Suddenly, all the lights went out as a pre-recorded monologue played over the speakers, with the crowd wondering what was going on. After a few minutes of waiting and wondering, the band (minus drummer Andy Hurley) showed up on an acoustic stage in front of the sound desk to perform two stripped down numbers. The first of these was I’m Like A Lawyer with The Way I’m Always Trying To Get You Off (Me & You), during which the whole crowd lit up the venue with their phones and lighters. It was followed by Grand Theft Autumn/Where Is Your Boy which slowed down the pace even more before Stump, Trohman and bassist Pete Wentz left the mini stage. As the crowd waited, drummer Andy Hurley took to his kit for a drum solo, which segued into the band returning on stage for Dance, Dance, one of the bands breakthrough hits. Once again, moshpits erupted during the power-packed chorus with the crowd singing at the top of their lungs before Just One Yesterday slowed down the pace a little. Early hit I Don’t Care followed, with its signature riff and “whoo’s” bringing the show back up to speed with another powerful and energetic chorus, before Stump got the crowd to sing back to him. Following this, Wentz gave a speech to the crowd about the future of rock and roll, stating that it’ll never die and that members of the next big rock bands were in that very crowd.
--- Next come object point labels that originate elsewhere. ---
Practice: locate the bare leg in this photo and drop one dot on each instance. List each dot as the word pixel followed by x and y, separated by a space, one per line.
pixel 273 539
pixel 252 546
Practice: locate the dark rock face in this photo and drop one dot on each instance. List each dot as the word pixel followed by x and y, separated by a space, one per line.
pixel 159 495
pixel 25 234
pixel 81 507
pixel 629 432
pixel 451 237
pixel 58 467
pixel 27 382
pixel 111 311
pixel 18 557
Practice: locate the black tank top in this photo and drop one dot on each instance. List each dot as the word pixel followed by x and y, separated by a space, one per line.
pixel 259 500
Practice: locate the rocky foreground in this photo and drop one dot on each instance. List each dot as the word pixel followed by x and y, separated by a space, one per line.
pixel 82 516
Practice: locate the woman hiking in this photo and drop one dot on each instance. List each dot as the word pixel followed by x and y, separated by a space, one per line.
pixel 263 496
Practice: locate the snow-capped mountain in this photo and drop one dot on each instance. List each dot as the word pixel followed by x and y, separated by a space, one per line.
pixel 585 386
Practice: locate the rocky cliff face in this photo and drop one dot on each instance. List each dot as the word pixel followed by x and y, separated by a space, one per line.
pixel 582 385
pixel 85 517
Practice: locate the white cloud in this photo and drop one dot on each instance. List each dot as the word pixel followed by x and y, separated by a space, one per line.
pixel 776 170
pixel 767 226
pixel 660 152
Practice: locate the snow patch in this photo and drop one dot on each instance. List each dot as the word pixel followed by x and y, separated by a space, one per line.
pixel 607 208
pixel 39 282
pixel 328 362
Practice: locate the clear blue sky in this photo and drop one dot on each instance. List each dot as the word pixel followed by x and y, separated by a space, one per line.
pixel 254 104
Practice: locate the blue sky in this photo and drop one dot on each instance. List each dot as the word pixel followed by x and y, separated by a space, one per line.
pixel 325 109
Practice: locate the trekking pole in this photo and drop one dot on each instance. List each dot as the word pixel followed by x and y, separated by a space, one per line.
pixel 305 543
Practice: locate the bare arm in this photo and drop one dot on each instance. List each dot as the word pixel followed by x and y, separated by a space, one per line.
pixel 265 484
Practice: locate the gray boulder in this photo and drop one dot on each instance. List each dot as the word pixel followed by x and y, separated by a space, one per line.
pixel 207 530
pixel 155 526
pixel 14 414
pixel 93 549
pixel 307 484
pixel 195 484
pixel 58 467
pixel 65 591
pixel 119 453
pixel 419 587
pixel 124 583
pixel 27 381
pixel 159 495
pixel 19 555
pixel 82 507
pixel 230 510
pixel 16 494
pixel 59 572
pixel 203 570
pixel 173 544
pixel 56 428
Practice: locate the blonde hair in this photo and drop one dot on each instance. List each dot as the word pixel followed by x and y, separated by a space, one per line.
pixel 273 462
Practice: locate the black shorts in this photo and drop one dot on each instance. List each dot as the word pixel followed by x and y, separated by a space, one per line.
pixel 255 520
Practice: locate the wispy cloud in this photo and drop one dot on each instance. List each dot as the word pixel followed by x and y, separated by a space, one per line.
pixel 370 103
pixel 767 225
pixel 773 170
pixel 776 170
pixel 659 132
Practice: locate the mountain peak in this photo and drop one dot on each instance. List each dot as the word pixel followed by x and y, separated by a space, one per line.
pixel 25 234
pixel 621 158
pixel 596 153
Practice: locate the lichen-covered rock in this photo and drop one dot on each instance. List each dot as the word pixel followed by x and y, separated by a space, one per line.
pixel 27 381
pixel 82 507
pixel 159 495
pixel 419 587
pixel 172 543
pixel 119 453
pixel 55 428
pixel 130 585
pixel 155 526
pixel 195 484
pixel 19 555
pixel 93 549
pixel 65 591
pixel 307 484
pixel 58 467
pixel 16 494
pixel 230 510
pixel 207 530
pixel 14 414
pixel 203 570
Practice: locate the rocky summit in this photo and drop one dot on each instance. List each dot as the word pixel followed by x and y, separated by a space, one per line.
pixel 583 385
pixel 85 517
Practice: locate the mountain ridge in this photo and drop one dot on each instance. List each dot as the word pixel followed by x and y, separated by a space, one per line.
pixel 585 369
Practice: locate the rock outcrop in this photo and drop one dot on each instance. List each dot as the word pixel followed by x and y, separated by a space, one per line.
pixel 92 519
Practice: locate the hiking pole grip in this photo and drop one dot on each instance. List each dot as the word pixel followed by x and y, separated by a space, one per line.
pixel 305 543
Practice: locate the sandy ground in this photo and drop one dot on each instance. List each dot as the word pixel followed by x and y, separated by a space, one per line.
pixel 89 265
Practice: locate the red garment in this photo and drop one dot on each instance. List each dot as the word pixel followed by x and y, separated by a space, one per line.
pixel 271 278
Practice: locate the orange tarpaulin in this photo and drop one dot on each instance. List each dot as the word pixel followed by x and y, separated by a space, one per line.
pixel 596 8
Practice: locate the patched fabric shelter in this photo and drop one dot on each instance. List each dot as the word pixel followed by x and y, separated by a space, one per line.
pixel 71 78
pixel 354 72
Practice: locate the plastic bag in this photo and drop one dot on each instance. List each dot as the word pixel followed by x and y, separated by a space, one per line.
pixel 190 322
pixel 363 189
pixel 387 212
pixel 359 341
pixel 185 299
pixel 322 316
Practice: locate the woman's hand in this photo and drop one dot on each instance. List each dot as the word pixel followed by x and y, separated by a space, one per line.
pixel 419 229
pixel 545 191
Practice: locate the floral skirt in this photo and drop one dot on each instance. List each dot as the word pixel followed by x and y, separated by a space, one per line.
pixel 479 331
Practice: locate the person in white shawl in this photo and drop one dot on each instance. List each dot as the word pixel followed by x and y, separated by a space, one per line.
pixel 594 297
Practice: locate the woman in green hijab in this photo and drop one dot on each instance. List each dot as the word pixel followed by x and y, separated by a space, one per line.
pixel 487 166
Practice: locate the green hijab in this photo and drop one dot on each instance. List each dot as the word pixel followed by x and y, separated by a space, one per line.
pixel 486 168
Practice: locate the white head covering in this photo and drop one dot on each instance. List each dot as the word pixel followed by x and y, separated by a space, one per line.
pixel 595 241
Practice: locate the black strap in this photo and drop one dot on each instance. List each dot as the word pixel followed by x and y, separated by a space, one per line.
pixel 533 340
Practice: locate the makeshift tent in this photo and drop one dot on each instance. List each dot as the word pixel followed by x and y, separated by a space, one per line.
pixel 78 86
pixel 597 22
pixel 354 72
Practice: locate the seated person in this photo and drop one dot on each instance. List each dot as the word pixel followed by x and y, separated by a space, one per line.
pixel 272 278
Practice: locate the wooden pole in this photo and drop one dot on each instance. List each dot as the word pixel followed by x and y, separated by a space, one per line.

The band proceeded to close the main set with comeback single My Songs Know What You Did In The Dark (Light ‘Em Up), with its mesmerising lighting and massive chorus concluding in loud chants from the crowd as the band left the stage.
As the wait went on for the band to resurface, a piano appeared atop the runway which stretched around the back of the stage, before Stump took his place there for the title track of their 2013 album Save Rock and Roll. He politely asked the crowd to light the room up yet again, with Save Rock and Roll (featuring Elton John on the record) being the big, wave-your-hands-in-the-air ballad of the night, with a goosebump-inducing key change towards the end. It was the most emotional moment of the night, with massive hit Thnks fr th Mmrs following with the biggest cheer of the night before Take This To Your Grave’s Saturday closed the whole show. This and Thnks fr the Mmrs ensured the show ended on a high note, with the band swiftly leaving the stage whilst throwing various picks and drumsticks into the crowd.
The show was definitely a successful one, and with Fall Out Boy having reinvented themselves last year it made for an even more entertaining set with so many different high-points and not a single low-point. If there’s one band who can Save Rock and Roll, it’s Fall Out Boy.